3. Arrogant complacencyYou stubbornly cling to your opinions. This is a difficult one, which requires the toughest examination. Often we rationalize how we’re getting by with too little or we convince ourselves that we’re living the good life.  Only we don’t pay attention to the cracks.  We’re too busy selling our lives to ourselves. Pay close attention to your intuition and early warning signs: a nagging health issue, a quiet whisper that you’d rather get out of what you’re doing, or the years are ticking by.

These examples are overly simplified, yet perilously real. The mind is exceptional at rationalizing our behavior. In the words of Sigmund Freud: to be completely honest with oneself is the very best effort a human being can make.  Remember it’s your life you’re talking about.  Dare to think about what is really important. Live a life worth living — your own view of what that is, that is what matters most.

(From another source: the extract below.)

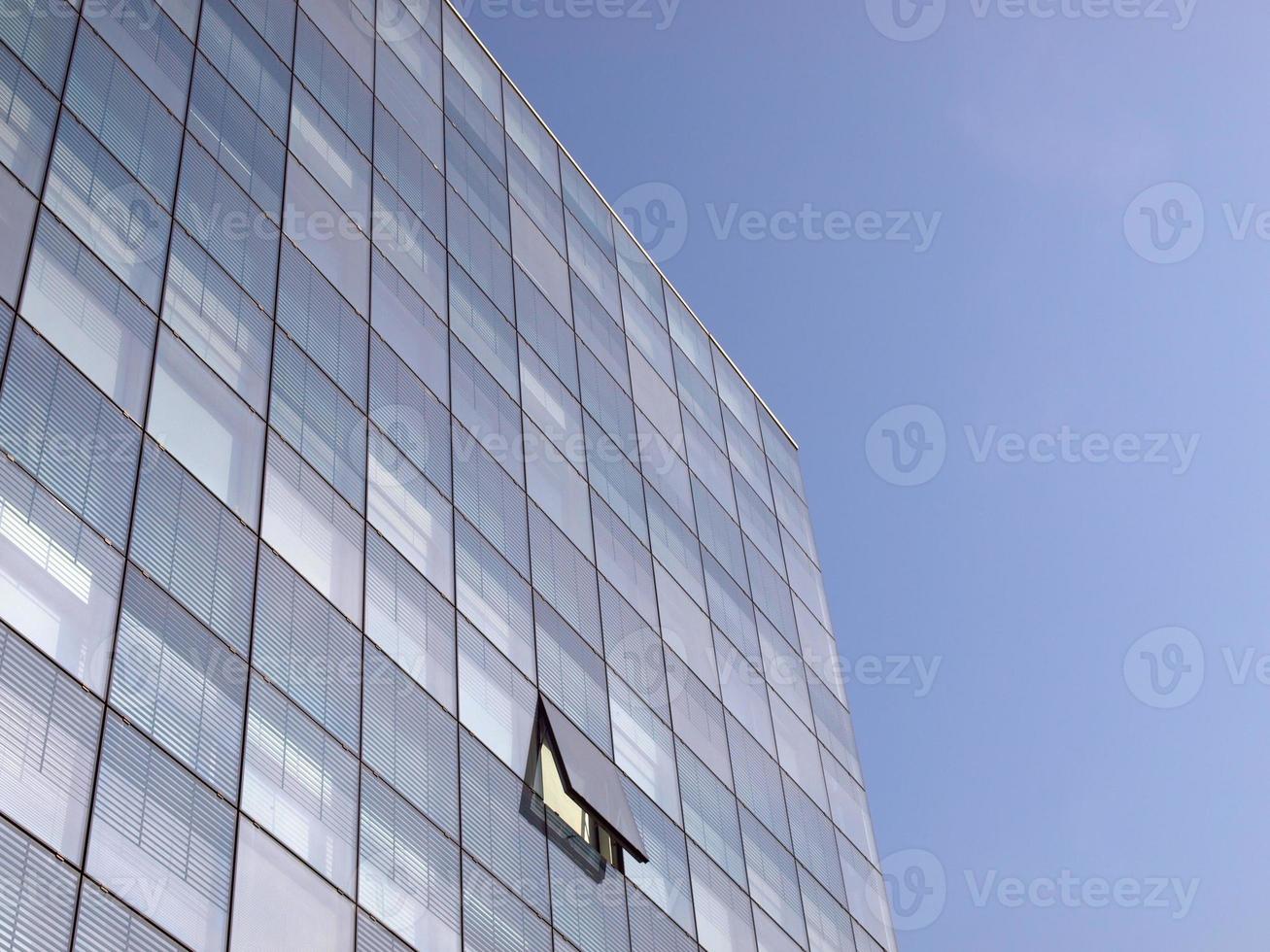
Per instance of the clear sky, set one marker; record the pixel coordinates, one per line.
(1080, 781)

How do you overcome complacency? What you need is an idea so compelling, so inspiring that it will ignite you out of your comfort zone and into a better future.

Raise the bar by setting your own “big, hairy, audacious goal,” a term coined by business guru Jim Collins, in his book Built to Last.  According to Tom Peters, that isn’t quite enough.  You need a goal that is both clear and compelling.  Some business concepts don’t translate easily into our personal lives, but this idea of setting a big, hairy, audacious goal for yourself — one that you can actually visualize — is certainly worthy of consideration.

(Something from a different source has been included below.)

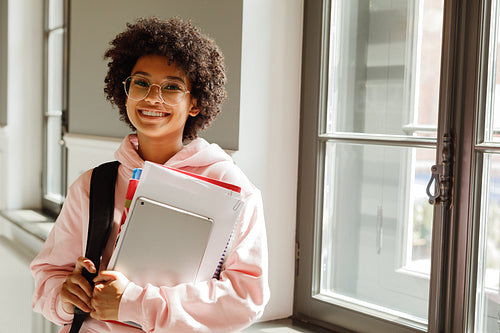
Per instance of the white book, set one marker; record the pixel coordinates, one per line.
(177, 229)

A mind once stretched by a new idea never regains its original dimensions. — Anonymous

President Kennedy inspired Americans to care and believe about space travel — in 1961!   He did it with a clear, concise, seemingly unrealistic challenge — to be the first country to land on the moon.  He said, I believe we possess all the resources and talents necessary. But the facts of the matter are that we have never made the national decisions or marshaled the national resources required for such leadership. We have never specified long-range goals on an urgent time schedule, or managed our resources and our time so as to insure their fulfillment.

On a personal level, setting the bar that extreme might seem too grandiose or ridiculous. We muse about an idea, but we don’t make the commitment and set an urgent goal or marshal our resources to insure their fulfillment. 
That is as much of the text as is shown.